There is no better witness to the role hope plays in mental health than Viktor Fankl's observations in Man's Search for Meaning, his psychological study of life among his fellow prisoners in the German concentration camps in WW2. Frankl writes,
The prisoner who had lost his faith in the future — his future — was doomed. With his loss of belief in the future, he also lost his spiritual hold; he let himself decline and became subject to mental and physical decay. Usually this happened quite suddenly, in the form of a crisis, the symptoms of which were familiar to the experienced camp inmate. . .Usually it began with the prisoner refusing one morning to get dressed and wash or to go out on the parade grounds. No entreaties, no blows, no threats had any effect. He just lay there, hardly moving. If this crisis was brought about by an illness, he refused to be taken to the sick-bay or to do anything to help himself. He simply gave up.Hope, having faith in the future, is foundational for well-being. And yet, once again, we're confronted with the metaphysical structure of his emotion.
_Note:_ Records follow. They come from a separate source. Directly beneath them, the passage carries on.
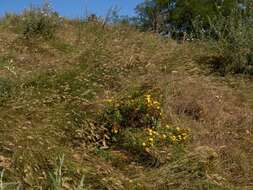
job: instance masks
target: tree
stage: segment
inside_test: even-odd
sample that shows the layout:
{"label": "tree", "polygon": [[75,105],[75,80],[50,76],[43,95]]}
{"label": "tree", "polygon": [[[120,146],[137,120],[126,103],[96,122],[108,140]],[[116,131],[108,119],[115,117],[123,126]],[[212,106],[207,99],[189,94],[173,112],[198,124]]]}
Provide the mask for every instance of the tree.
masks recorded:
{"label": "tree", "polygon": [[206,28],[210,18],[220,12],[229,15],[237,3],[236,0],[146,0],[136,7],[136,12],[144,30],[161,32],[169,25],[176,31],[189,33],[193,20],[201,19]]}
Hope is a religious emotion because hope is what happens when all reason, logic, and evidence has exhausted itself. Hope isn't rational, scientific, or empirical. Hope shows up when reason, science, and facts have reached their limit. Hope only shows up with all available options have been explored, tried, or failed. When you reach that point, when all the facts say you are doomed, that's the moment when hope either shows up or not. Hope is the crossroads you reach when reason comes to the end of the line.
Hope, then, is the ability or the will to see beyond. Hope, by definition, sees or posits something outside of the system we're currently in. Because of this, hope is very much like faith, a conviction about something unseen and not rooted in evidence or facts.
Once again, as with gratitude, we see how mental health flows out of a metaphysical, religious orientation to the world.